The Dutch CELEX data is derived from R.H. Baayen, R. Piepenbrock & L. Gulikers, The CELEX Lexical Database (CD-ROM), Release 2, Dutch Version 3.1, Linguistic Data Consortium, University of Pennsylvania, Philadelphia, PA, 1995.
Apart from orthographic features, the CELEX database comprises representations of the phonological, morphological, syntactic and frequency properties of lemmata. For the Dutch data, frequencies have been disambiguated on the basis of the 42.4m Dutch Instituut voor Nederlandse Lexicologie text corpora.

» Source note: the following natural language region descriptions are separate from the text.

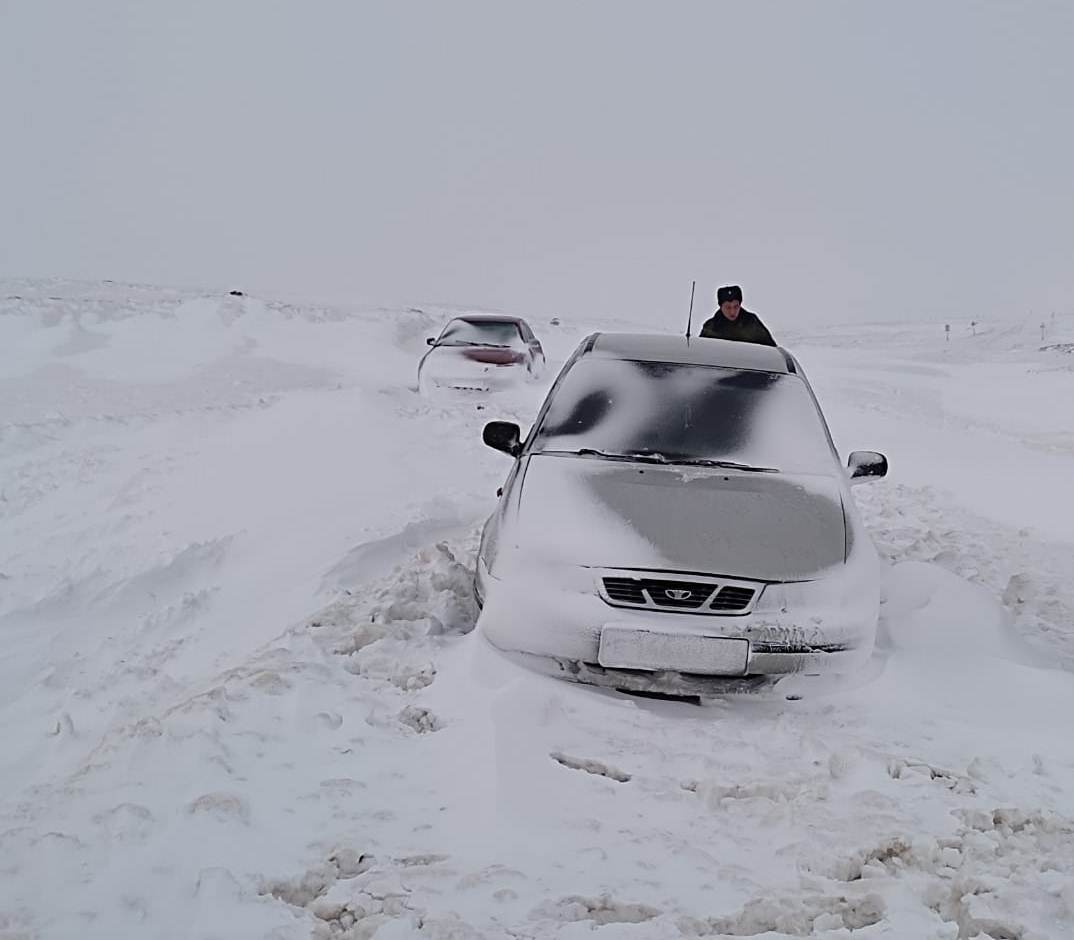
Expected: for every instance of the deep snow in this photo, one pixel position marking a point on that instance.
(240, 696)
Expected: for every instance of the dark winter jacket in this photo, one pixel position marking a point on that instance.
(746, 328)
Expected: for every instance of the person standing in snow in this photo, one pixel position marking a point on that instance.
(734, 321)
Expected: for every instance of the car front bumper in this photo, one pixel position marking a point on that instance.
(563, 625)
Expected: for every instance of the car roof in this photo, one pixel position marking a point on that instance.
(665, 347)
(488, 318)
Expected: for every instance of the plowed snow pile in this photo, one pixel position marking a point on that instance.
(240, 694)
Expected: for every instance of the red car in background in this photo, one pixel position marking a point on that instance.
(481, 353)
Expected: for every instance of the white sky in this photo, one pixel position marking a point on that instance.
(840, 160)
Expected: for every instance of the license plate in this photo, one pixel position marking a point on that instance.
(629, 648)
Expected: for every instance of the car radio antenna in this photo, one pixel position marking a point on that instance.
(690, 316)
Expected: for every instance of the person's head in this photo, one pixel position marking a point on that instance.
(730, 301)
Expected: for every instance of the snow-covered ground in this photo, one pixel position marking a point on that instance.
(240, 696)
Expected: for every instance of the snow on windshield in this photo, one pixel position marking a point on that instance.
(490, 333)
(699, 411)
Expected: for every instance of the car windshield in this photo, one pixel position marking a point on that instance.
(487, 333)
(672, 413)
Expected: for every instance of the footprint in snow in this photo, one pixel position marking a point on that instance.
(419, 719)
(596, 767)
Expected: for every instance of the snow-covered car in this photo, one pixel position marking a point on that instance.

To make for greater compatibility with other operating systems, the databases have not been tailored to fit any particular database management program. Instead, the information is presented in a series of plain ASCII files, which can be queried with tools such as AWK and ICON. Unique identity numbers allow the linking of information from different files.This database can be divided into different subsets:
· orthography: with or without diacritics, with or without word division positions, alternative spellings, number of letters/syllables;
· phonology: phonetic transcriptions with syllable boundaries or primary and secondary stress markers, consonant-vowel patterns, number of phonemes/syllables, alternative pronunciations, frequency per phonetic syllable within words;
· morphology: division into stems and affixes, flat or hierarchical representations, stems and their inflections;
· syntax: word class, subcategorisations per word class;
· frequency of the entries: disambiguated for homographic lemmata.